A FreeBSD installation consists of two discrete platforms. The first is the base system, which is a set of system binaries and core services like FTP, NTP, DNS, DHCP and SMTP software. These are considered to be part of the operating system; they are managed by the installer and updated when you update the OS to a new release. The base system is installed under /usr, and other programs not part of the operating system should not be installed there.

The second is the third-party application layer, which consists of binary packages and “ports,” which are instructions for how to build an application from source. You might compare it to Gentoo’s portage system, or maybe to building all of your Red Hat packages from source RPM. The ports system goes beyond a simple “./configure && make && make install” in that it provides automatic dependency resolution, nice GUI interfaces to common compile options, installation registries and pre/post install/uninstall scripts the same way that a binary package manager would. Packages from the third-party ports/packages system are installed under /usr/local, separate from the base system.

The goal of this system is to keep the two layers as orthogonal as possible, meaning that it limits the surface area where they touch. The base system, for example, contains a copy of OpenSSL. But if you build an application in the ports tree, it will pull in its own copy of OpenSSL that will be used by the programs in /usr/local. The idea is that if you keep the two layers as separate as possible, you can upgrade the underlying system trivially without worrying about all of your third-party dependencies breaking on you. You can also keep your third-party programs from breaking your OS upgrade. And unlike in Linux, if you rely mostly on vendor-supplied libraries, it’s still very easy to install very modern software on a not-very-modern version of your OS.

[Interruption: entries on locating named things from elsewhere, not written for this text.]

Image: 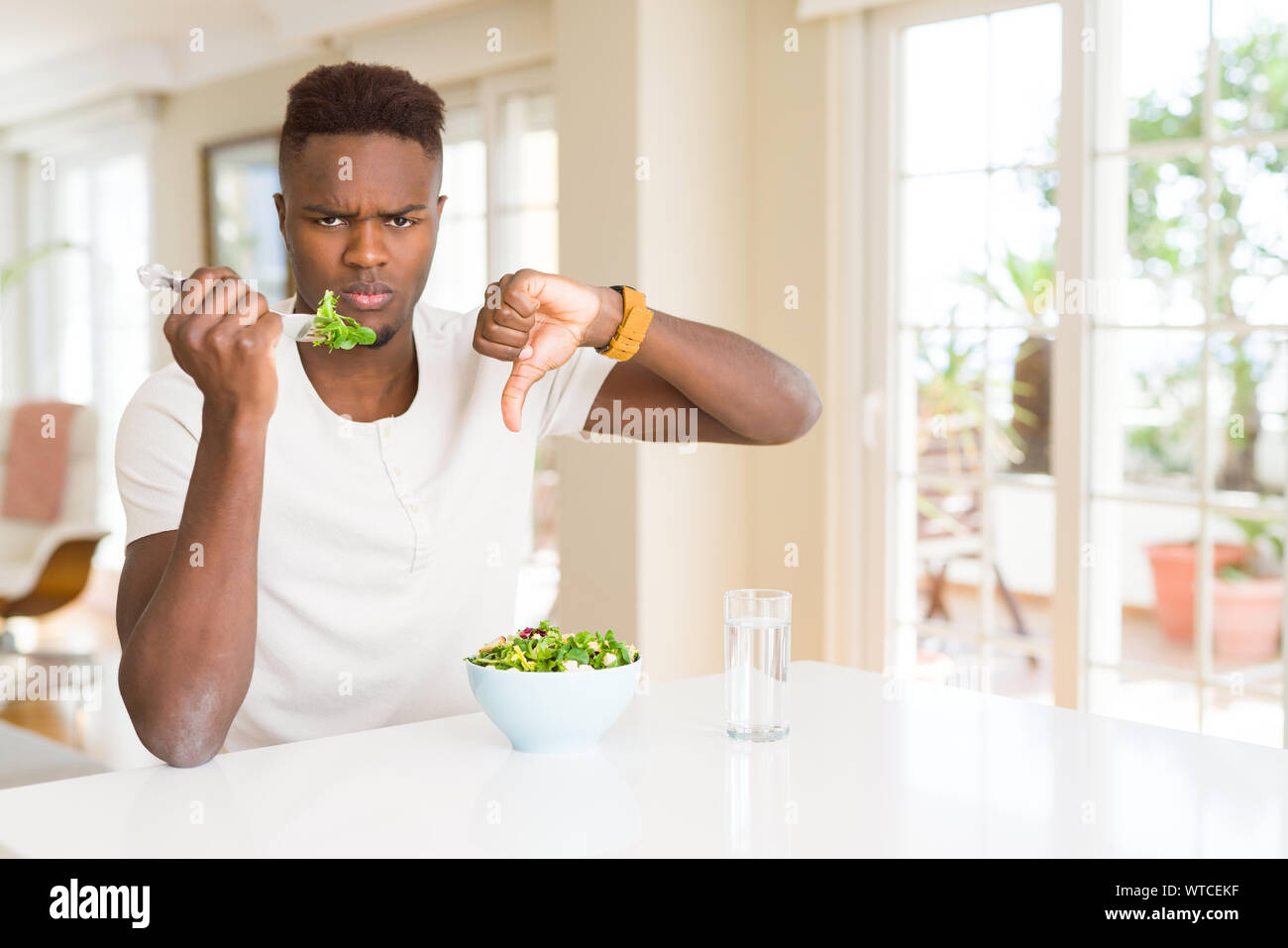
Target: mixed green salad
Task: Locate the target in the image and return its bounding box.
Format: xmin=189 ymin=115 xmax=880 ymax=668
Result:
xmin=309 ymin=290 xmax=376 ymax=352
xmin=465 ymin=622 xmax=640 ymax=671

In Linux, the solution to a major operating system upgrade is to back up your important data files, reformat your partitions and create your system from scratch on the new operating system. This is fine for systems of trivial complexity, but becomes very burdensome when you have an enterprise product like an ERP system or a digital collections manager and you would really, really like to just be able to upgrade the OS without everything breaking on you. One of the obnoxious idiosyncrasies of Linux is that when you go to upgrade, your vendor’s new packages may conflict with something in a third-party RPM you’ve installed. Third-party software can actually break your ability to upgrade the base system because everything shares the same hierarchies and you may encounter a lot of unintended conflicts.

Solaris’s packaging system has historically been the SysV package, which provides dependency resolution and many of the other amenities of modern packaging systems, but there was never a delivery mechanism for simple Internet- or network-based delivery. Many organizations NFS mount a directory full of packages. In many ways, it’s closer to Slackware’s idea of packages than most modern formats like .rpm or .deb. Blastwave was the first community organization to bring Internet-based package management, complete with automatic dependency resolution, to Solaris, but it did so with its own packages, not by touching the base system.

Solaris takes the FreeBSD approach to a more extreme level, partly out of fragmentation and partly out of necessity. Third-party packaging groups like Blastwave and SunFreeware operate independently of one another. Because of this, rather than a /usr vs. /usr/local separation, each Sun packaging group basically builds its own platform, isolated in its own directory hierarchy. Blastwave uses /opt/csw, SunFreeware uses /usr/sfw, and the old Cool Stack suite of web stack packages (which is now part of the Glassfish Web Stack) resides in /opt/csk.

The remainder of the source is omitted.